The superior accuracy of PET/CT has been shown to confer a high management impact ranging from 22 to 62% [15–17]. In a study of 134 patients, PET detected 55% additional lesions compared to conventional modalities conferring a 62% management change [18]. In a prospective study of 103 patients with PET performed in high-risk patients prior to planned surgery, addition of PET changed management in 35% of patients, with most of these being cancellation of surgery [19]. In a study of PET/CT in patients with stage III/IV melanoma referred after review by a multidisciplinary team, major clinical impact was seen in 41% [20]. High management impact was predominantly alternation of plan from surgery to systemic therapy after identification of more extensive disease than seen on conventional workup. Although using out-dated, stand-alone PET technology and SPECT rather than SPECT/CT, an early study from our centre indicated that PET is also substantially more sensitive than Ga-67 citrate SPECT, a molecular imaging approach that was previously used for staging advanced melanoma [21]. High management impact was also demonstrated.

Stand-alone PET has lower sensitivity for pulmonary metastases, but in the PET/CT era, these are generally detected on the CT component. In a study of 50 patients, no additional benefit was demonstrated with contrast-enhanced CT compared to PET with non-enhanced non-low-dose CT [22]. Dedicated CT of the thorax can detect smaller nodules than low-dose CT, but these are invariably too small to characterise and, in our experience, frequently represent false-positive findings.
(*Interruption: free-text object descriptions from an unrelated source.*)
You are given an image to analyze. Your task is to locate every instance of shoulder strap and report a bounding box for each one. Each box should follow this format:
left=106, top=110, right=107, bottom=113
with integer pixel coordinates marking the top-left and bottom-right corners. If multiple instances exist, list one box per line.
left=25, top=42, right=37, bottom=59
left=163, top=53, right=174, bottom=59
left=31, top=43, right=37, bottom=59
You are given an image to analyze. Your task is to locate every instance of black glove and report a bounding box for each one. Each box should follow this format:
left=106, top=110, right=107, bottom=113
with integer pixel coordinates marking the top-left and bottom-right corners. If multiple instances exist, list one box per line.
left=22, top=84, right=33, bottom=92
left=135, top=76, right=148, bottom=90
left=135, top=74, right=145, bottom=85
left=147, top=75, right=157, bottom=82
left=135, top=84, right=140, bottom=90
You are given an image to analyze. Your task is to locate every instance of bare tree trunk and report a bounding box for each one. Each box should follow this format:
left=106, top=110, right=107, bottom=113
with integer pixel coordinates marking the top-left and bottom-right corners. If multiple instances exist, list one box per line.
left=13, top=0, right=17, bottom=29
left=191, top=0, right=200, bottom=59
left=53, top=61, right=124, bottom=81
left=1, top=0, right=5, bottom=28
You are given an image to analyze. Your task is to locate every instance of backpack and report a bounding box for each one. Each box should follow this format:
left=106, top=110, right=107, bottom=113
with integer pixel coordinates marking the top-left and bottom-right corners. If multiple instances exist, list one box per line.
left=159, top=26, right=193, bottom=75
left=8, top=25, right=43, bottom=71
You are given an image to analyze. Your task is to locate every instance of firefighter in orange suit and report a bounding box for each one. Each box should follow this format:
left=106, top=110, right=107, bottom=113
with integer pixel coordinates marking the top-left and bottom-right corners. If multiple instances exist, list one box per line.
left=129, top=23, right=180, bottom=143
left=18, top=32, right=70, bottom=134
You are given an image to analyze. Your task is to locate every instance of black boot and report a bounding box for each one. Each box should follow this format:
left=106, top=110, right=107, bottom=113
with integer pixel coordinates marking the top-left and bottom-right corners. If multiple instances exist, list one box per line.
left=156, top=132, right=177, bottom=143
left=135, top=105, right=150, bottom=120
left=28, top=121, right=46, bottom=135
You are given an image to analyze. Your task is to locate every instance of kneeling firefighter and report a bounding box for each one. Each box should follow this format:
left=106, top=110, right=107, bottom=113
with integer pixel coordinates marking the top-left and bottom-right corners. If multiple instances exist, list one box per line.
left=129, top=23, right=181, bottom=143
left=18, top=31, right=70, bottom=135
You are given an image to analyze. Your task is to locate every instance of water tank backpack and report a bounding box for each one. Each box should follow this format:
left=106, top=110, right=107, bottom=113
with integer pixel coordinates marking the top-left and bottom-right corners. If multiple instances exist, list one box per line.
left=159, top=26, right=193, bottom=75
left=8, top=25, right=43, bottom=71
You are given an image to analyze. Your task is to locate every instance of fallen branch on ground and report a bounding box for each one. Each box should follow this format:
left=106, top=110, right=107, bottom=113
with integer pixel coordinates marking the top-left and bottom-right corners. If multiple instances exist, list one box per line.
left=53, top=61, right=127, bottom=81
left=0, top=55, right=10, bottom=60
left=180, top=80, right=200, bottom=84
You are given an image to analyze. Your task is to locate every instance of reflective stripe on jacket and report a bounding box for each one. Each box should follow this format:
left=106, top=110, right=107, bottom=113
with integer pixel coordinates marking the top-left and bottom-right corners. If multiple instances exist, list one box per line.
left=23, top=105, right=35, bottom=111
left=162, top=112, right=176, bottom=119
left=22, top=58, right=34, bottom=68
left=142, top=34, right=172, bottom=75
Even faint FDG uptake in lesions smaller than 8 mm is highly suggestive of malignancy, but lesions of 1–4 mm may generally require surveillance or comparison with prior imaging to differentiate between benign granulomas and small metastases. In our centre, we no longer routinely perform contrast-enhanced CT but use it selectively to further interrogate equivocal findings on PET/CT. Owing to high physiologic brain activity, FDG PET/CT has very limited utility in assessing cerebral metastases, which is better assessed with MRI or by other PET radiotracers discussed later.

Ocular/uveal melanoma. These have a distinctive propensity to metastasise to the liver. A proportion of these also have low metabolic activity [23] despite aggressive behaviour, and correlation with contrast enhanced CT or MRI of the liver is therefore advised.

Data has demonstrated that assessing metabolic response on PET/CT after 2–3 cycles of conventional chemotherapy (e.g. dacarbazine) with visual dichotomisation of response as a complete or partial metabolic response versus progressive metabolic disease [24, 25] is a powerful biomarker that has the potential to replace conventional imaging endpoints such as RECIST anatomic criteria.

Management paradigms in metastatic melanoma have rapidly changed with both targeted therapies against BRAF and MEK and immunotherapy including anti-programmed death 1 (anti-PD1) monoclonal antibodies (nivolumab and pembrolizumab) and anti-CTLA4 monoclonal antibody (ipilimumab) now the treatments of choice for metastatic disease. Given the availability of several systemic therapeutic options, accurate response assessment is pivotal to guide management. Early response assessment enables an appropriate change in management thereby avoiding the morbidity and cost associated with ineffective therapy.

FDG PET/CT has been shown to be a useful marker of early biologic response to BRAF inhibition with complete or substantial reduction in metabolic activity observed as early as 15 days after commencement of therapy [26] (see Fig. 5.4). The reduction in glucose utilisation early during BRAF therapy is likely a pharmacodynamic indicator of reduced signalling through the MAP kinase pathway and is a necessary but sometimes insufficient requirement for subsequent clinical response and survival benefit. Reactivation of glucose use by previously responding tumours is a biomarker of reactivation of signalling through this pathway [27].